Любовь и бессмертие Зорге - страница 4

Шрифт
Интервал

стр.

Зорге: Хоцуми Одзаки, журналист. Знакомы по Шанхаю. Работал в газете "Осака Асахи". В тридцать втором году вернулся в Осаку. Контакт восстановлен в тридцать четвертом. Убежденный сторонник левых взглядов. Эрудит. Талантлив. Любимый афоризм: "Кто осмотрителен, тот храбр вдвойне". На вид мягкотелый неженка, на деле несгибаем, как сталь. Переехал в Токио. Любимый советник принца Коноэ. Имеет доступ к документам Генро - совета старейшин при императоре, самого влиятельного политического органа страны.

Берзин: Он должен быть твоей главной опорой. Теперь Минами Рюити?

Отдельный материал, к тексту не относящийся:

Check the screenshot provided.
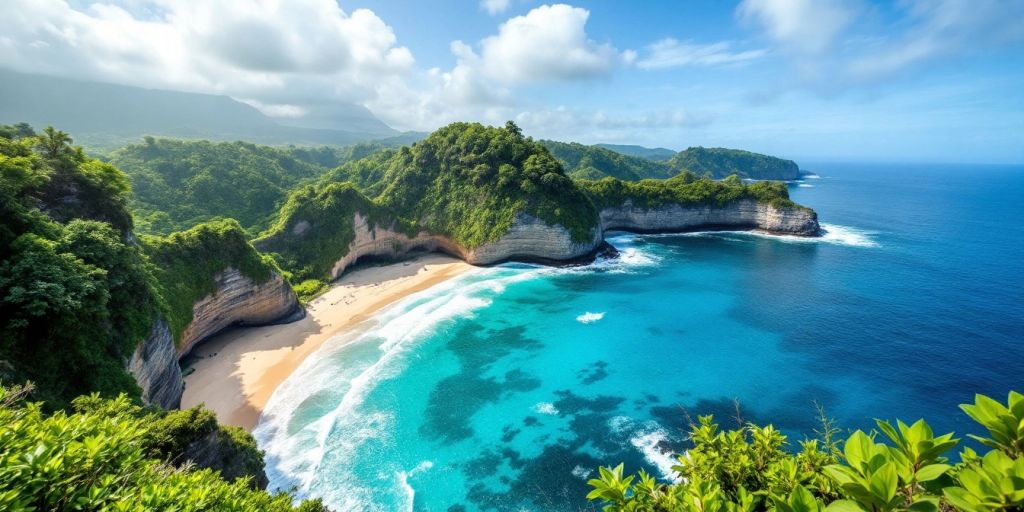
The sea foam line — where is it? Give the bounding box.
[253,267,542,508]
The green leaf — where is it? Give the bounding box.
[916,464,952,481]
[825,500,866,512]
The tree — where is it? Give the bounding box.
[38,126,74,160]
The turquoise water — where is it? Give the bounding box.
[256,165,1024,511]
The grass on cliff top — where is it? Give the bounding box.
[141,219,281,343]
[253,183,418,299]
[376,122,598,248]
[577,172,803,208]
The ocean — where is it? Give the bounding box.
[255,164,1024,512]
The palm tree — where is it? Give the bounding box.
[38,126,73,160]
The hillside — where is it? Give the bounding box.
[0,70,397,148]
[111,137,331,233]
[541,140,676,181]
[667,147,800,180]
[541,140,800,181]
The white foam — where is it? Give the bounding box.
[534,401,558,416]
[253,267,536,508]
[577,311,604,324]
[572,466,594,480]
[630,428,680,483]
[820,223,879,247]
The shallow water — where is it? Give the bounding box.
[256,165,1024,511]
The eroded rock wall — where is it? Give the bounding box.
[128,321,184,409]
[177,268,303,357]
[601,200,819,237]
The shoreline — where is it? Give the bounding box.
[181,253,474,432]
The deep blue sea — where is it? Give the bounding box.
[256,164,1024,511]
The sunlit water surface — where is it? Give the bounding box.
[256,165,1024,511]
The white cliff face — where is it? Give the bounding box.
[128,321,184,409]
[128,200,818,408]
[178,268,303,357]
[323,213,603,279]
[323,200,818,279]
[601,200,818,236]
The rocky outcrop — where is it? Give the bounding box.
[331,213,603,279]
[177,268,304,357]
[325,200,819,279]
[128,321,183,409]
[601,199,819,237]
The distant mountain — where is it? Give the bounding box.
[668,146,800,180]
[595,144,676,162]
[0,70,399,148]
[540,140,678,181]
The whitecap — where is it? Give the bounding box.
[577,311,604,324]
[534,401,558,416]
[572,466,594,480]
[630,428,680,483]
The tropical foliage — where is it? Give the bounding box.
[667,146,800,179]
[541,140,678,181]
[140,219,281,341]
[0,122,162,408]
[0,387,326,512]
[588,392,1024,512]
[577,172,798,208]
[111,137,325,233]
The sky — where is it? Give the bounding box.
[0,0,1024,163]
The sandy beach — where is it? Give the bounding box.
[181,254,473,431]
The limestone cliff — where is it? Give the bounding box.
[127,268,305,409]
[323,213,603,279]
[177,268,303,357]
[601,199,819,237]
[128,321,183,409]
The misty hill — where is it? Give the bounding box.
[540,140,678,181]
[668,146,800,180]
[0,70,399,148]
[540,140,800,181]
[594,144,676,162]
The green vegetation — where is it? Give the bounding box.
[0,387,326,512]
[577,172,798,208]
[254,183,416,290]
[541,140,677,181]
[668,147,800,179]
[588,392,1024,512]
[111,137,327,233]
[541,140,800,181]
[0,122,162,408]
[376,121,597,248]
[140,219,282,342]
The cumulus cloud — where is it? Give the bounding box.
[471,4,623,84]
[480,0,512,16]
[637,38,768,70]
[736,0,854,55]
[849,0,1024,80]
[0,0,414,125]
[513,105,712,142]
[736,0,1024,88]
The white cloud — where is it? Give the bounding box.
[0,0,414,126]
[736,0,854,55]
[480,0,512,16]
[637,38,768,70]
[479,4,622,84]
[848,0,1024,80]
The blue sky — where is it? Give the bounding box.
[0,0,1024,163]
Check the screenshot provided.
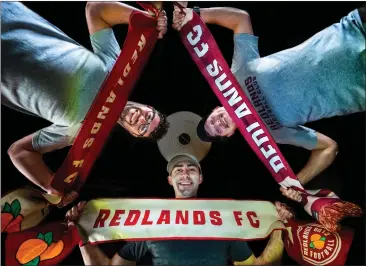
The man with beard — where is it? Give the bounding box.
[173,3,366,189]
[1,2,168,202]
[66,154,293,266]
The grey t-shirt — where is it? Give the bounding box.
[118,240,253,266]
[231,10,366,149]
[1,2,120,152]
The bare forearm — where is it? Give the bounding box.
[200,7,253,34]
[9,150,53,191]
[297,147,337,185]
[80,243,110,265]
[255,230,284,265]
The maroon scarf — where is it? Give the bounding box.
[175,2,362,232]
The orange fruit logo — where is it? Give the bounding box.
[15,232,64,266]
[309,234,326,250]
[1,199,23,233]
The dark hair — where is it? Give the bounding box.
[197,115,229,142]
[145,111,170,141]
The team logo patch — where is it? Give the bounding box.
[297,224,342,265]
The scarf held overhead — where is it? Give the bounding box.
[178,5,362,231]
[51,4,158,201]
[5,199,353,266]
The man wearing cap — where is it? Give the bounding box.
[66,154,293,266]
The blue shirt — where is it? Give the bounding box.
[118,240,252,266]
[232,10,366,149]
[1,2,120,152]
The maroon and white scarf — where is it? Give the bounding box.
[175,2,362,232]
[47,3,159,202]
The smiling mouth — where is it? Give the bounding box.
[178,182,193,187]
[131,112,139,125]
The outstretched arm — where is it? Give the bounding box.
[85,2,147,35]
[234,202,294,265]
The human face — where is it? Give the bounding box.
[168,161,202,198]
[205,107,236,137]
[119,103,160,137]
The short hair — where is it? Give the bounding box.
[197,115,229,142]
[147,111,170,141]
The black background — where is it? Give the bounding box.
[1,2,365,265]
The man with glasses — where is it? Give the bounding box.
[1,2,168,205]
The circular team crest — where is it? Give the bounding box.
[297,224,342,265]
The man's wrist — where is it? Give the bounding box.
[192,6,201,16]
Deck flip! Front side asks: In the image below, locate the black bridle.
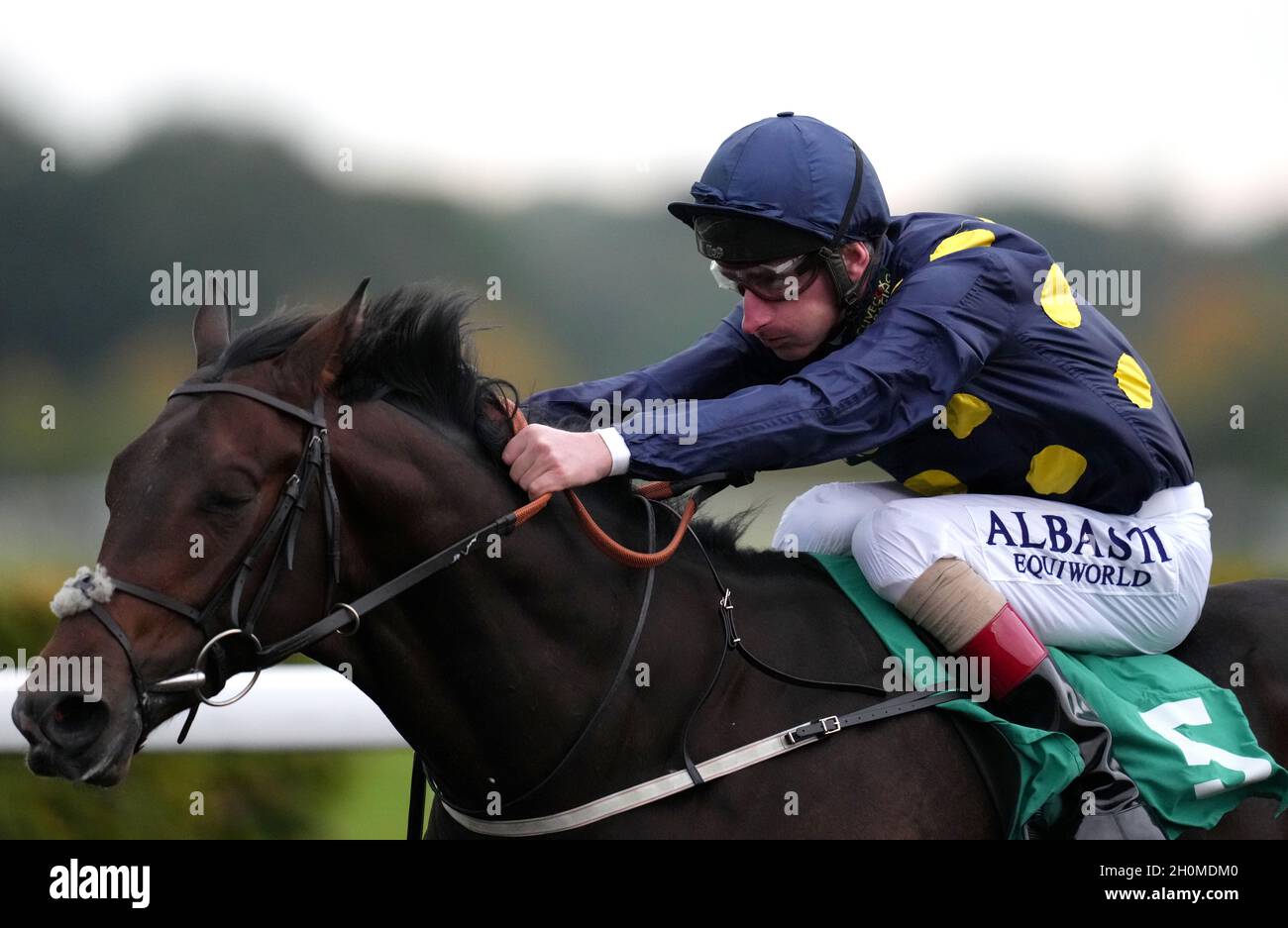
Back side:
[76,382,530,743]
[64,372,967,838]
[68,382,348,742]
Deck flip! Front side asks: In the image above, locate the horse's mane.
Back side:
[213,283,757,555]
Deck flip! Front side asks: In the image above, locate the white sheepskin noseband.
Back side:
[49,564,116,619]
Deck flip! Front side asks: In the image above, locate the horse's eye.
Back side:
[201,490,255,515]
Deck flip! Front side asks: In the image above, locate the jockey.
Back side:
[502,112,1212,839]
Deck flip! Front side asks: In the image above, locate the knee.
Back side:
[850,501,961,602]
[770,484,857,555]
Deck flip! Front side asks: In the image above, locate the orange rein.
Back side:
[506,400,698,567]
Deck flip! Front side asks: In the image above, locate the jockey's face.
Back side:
[742,242,870,361]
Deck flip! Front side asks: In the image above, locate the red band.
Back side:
[957,602,1047,699]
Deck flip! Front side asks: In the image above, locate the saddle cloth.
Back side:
[808,555,1288,838]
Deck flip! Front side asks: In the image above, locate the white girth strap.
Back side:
[443,726,818,838]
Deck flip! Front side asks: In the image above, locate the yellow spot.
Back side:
[930,229,997,261]
[1024,444,1087,494]
[1042,263,1082,328]
[948,392,993,438]
[1115,353,1154,409]
[903,469,966,497]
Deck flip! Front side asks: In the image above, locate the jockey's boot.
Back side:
[958,602,1164,841]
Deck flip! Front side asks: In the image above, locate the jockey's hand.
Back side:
[501,425,613,499]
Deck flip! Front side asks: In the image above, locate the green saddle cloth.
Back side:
[810,555,1288,838]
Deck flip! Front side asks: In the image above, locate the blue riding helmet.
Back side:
[667,112,890,310]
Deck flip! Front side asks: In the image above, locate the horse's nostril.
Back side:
[40,693,108,752]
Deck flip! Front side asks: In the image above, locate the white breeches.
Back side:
[773,481,1212,654]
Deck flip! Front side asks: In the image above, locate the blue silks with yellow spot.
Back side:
[531,212,1195,514]
[810,555,1288,838]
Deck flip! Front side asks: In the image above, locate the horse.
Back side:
[13,282,1288,838]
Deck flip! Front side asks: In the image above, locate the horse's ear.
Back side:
[192,306,232,366]
[279,276,371,390]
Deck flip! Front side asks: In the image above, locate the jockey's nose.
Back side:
[742,289,773,335]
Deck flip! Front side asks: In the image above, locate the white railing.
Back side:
[0,666,407,753]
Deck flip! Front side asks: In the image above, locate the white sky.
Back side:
[0,0,1288,235]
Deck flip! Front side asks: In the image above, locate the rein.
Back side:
[67,372,969,838]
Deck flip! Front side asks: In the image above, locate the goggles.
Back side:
[711,251,820,302]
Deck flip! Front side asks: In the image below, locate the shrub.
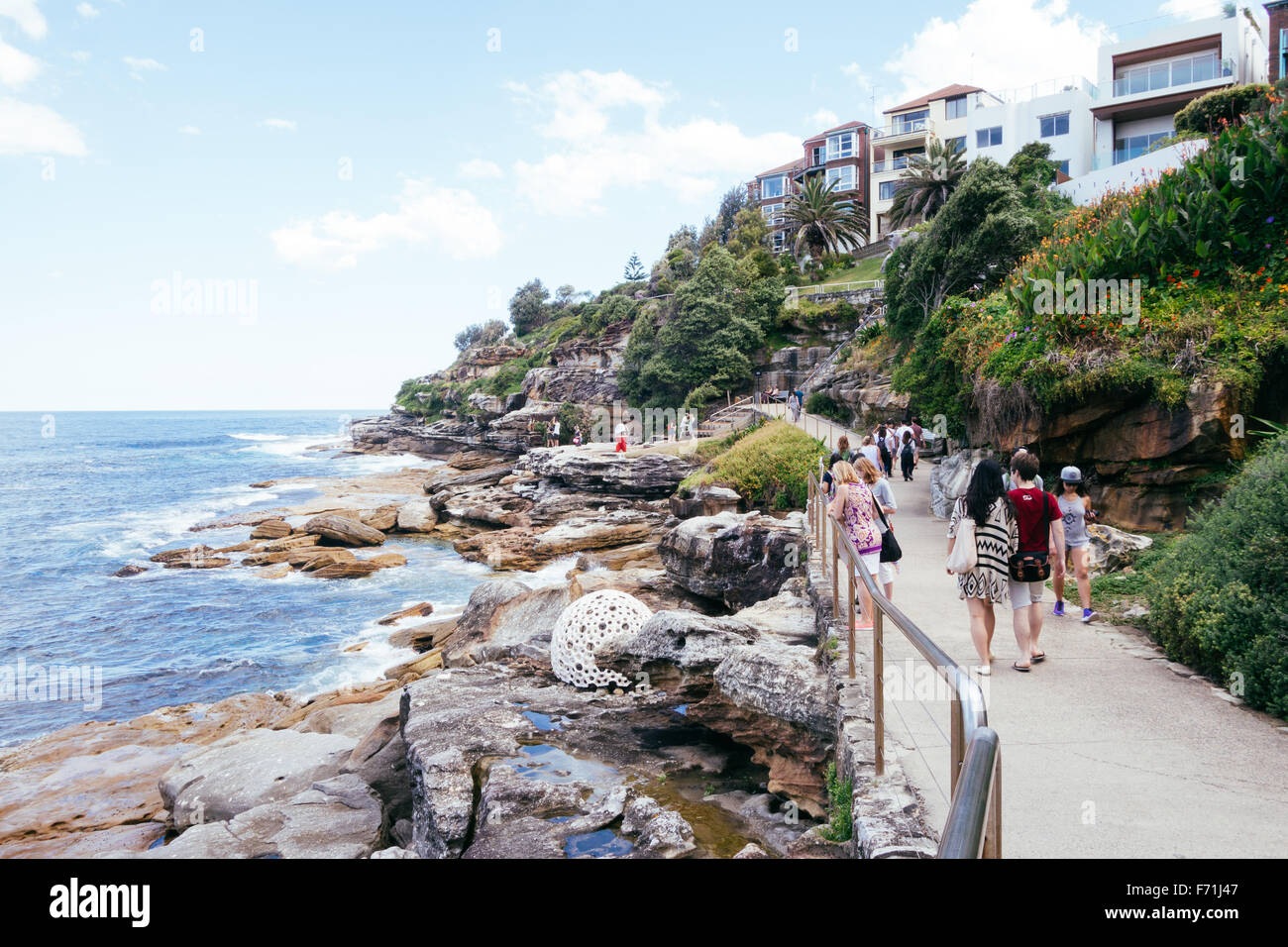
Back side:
[1172,82,1271,136]
[680,421,827,509]
[1149,434,1288,717]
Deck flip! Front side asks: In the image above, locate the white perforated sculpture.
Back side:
[550,588,653,686]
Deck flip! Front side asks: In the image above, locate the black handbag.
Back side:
[872,496,903,562]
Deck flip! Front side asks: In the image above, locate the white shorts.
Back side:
[1006,578,1046,609]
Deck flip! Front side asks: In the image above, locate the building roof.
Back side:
[805,118,870,142]
[756,158,805,177]
[883,82,984,115]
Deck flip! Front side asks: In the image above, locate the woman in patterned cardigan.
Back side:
[948,459,1020,674]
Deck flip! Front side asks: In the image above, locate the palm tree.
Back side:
[890,138,966,228]
[783,174,868,261]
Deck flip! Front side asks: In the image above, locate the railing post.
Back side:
[845,556,857,681]
[872,608,885,776]
[984,746,1002,858]
[948,688,966,798]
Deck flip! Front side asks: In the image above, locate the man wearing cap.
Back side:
[1051,467,1096,624]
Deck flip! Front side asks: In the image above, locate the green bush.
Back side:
[680,421,827,509]
[1149,434,1288,717]
[1172,82,1271,136]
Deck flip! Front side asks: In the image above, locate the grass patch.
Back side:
[680,421,827,510]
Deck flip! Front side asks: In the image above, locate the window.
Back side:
[975,125,1002,149]
[892,108,930,136]
[827,132,854,161]
[1115,129,1176,164]
[1038,112,1069,138]
[827,164,854,191]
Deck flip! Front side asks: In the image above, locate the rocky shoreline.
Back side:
[0,417,891,858]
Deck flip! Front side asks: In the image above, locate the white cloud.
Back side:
[883,0,1107,108]
[0,98,86,158]
[121,55,166,80]
[0,38,40,89]
[456,158,503,180]
[0,0,49,40]
[1158,0,1224,20]
[805,108,841,136]
[507,71,802,215]
[270,180,501,269]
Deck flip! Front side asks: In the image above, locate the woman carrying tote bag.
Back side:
[945,459,1027,674]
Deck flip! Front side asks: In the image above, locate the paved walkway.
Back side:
[762,399,1288,858]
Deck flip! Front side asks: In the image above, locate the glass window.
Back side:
[975,125,1002,149]
[827,132,854,161]
[1038,112,1069,138]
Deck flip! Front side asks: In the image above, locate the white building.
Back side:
[965,76,1096,177]
[1091,5,1270,168]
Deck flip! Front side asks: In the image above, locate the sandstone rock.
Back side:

Зорге: Под этим именем Одзаки знает художника Етоку Мияги. Великолепный художник. Уехал в Америку, там вступил в компартию. Человек непреклонной воли, вдохновенный патриот, мечтает о свободной, мирной Японии. На редкость чистый, светлый, сильный. За свои идеалы готов отдать жизнь. Он имеет исключительно широкий спектр важных и нужных знакомств.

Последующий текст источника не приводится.